A few years ago, the U.S. Chamber of Commerce released two reports detailing enforcement and litigation abuses by the Department of Labor’s Office of Federal Contract Compliance Programs, or OFCCP. Instead of holding firms accountable when they engage in real discrimination against their employees, the agency has become a government arm for securing high-dollar settlements on dubious grounds.

Congress has not moved to rein in this abuse, though that may change if one of the few companies that are finally standing up to the agency prevails against its abuser.

Created by a Lyndon Johnson-era Executive Order 11246, OFCCP enforces the federal government’s affirmative action and anti-discrimination mandates on federal contractors. It typically does so through routine audits, which are often fishing expeditions. The behavior of its auditors has been widely criticized for decades. Complaints include allegations of arbitrary and abusive exercises of power, waste of resources, and intimidation. There’s no good excuse for this type of bullying by a government agency.
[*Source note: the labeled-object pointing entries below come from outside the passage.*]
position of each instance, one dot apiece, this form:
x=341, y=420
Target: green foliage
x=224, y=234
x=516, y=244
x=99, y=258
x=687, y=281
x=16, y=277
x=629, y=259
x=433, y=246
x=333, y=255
Because the agency has the power to debar contractors—meaning the government will no longer do business with them—companies fear retribution if they defend themselves. One recent exception is Google, which decided that supplying 740,000 pages of documents at the cost of 2,300 man-hours and about $500,000 ought to be enough for the agency to review the firm’s compensation practices. When OFCCP said it wasn’t and Google needed to send over the names of its employees, OFCCP sued. Google won a victory in which a Labor Department administrative law judge—with every incentive to defer to the government—found that OFCCP’s additional demands were “over-broad, intrusive on employee privacy, unduly burdensome, and insufficiently focused on obtaining the requested information.”

This private-sector vindication, however, is an exception to the rule. OFCCP recently extracted its largest ever settlements from Goldman Sachs and Dell Technologies—$10 and $7 million, respectively—and, shortly before that, got $4.2 million from Bank of America. But those numbers pale in comparison to the $400 million OFCCP alleges that Oracle Corp. owes to female, Asian, and African American employees. The only thing more astonishing than the amount of money sought is the flimsiness of the government’s case.

To prove its discrimination claim, OFCCP relies entirely on a statistical analysis that fails to reflect the labor market’s great complexity. For instance, the government uses crude controls for employee education and experience, both of which have a large impact on compensation. For education, OFCCP considers only an employee’s degree level but not whether the degree is actually relevant to the job performed. As for experience, it considers only the employee’s age and time at Oracle, omitting both length at the current position—which is where the most useful experience is gained—and the relevance of prior work. OFCCP, in other words, thinks that any employees of the same age and with the same tenure with their current employer possess the same experience.

OFCCP’s analysis also treats employees with the same job title as similarly situated, creating more grounds for discrimination claims. However, a software engineer working on databases does very different work than one who develops artificial intelligence. Yet if the worker in the higher-demand field, who can therefore demand higher pay, happens to be Caucasian or male, while the other is female or a minority, then the government concludes the pay disparity is due to discrimination by Oracle.

In short, the government fails to compare like employees to like, and it doesn’t control for perfectly innocent variables that explain pay differences.

Thankfully, Oracle is fighting back. Unfortunately, the ideas driving the social-engineering agenda are spreading. In 2018, California instituted quotas for the number of women on corporate boards. And Sen. Elizabeth Warren (D–Mass.) proposes even more interference from the federal government, such as banning contractors from asking about salary or criminal history and requiring significant reporting on employee pay, broken down along demographic lines. For companies that contract with the federal government and employ about a quarter of the American workforce, such invasive requirements carry a hefty compliance cost for government contractors and taxpayers.

Quite a lot is riding on whether Oracle can fend off the government goliath. Given the size of the case, a government victory will almost certainly embolden the social engineers even further.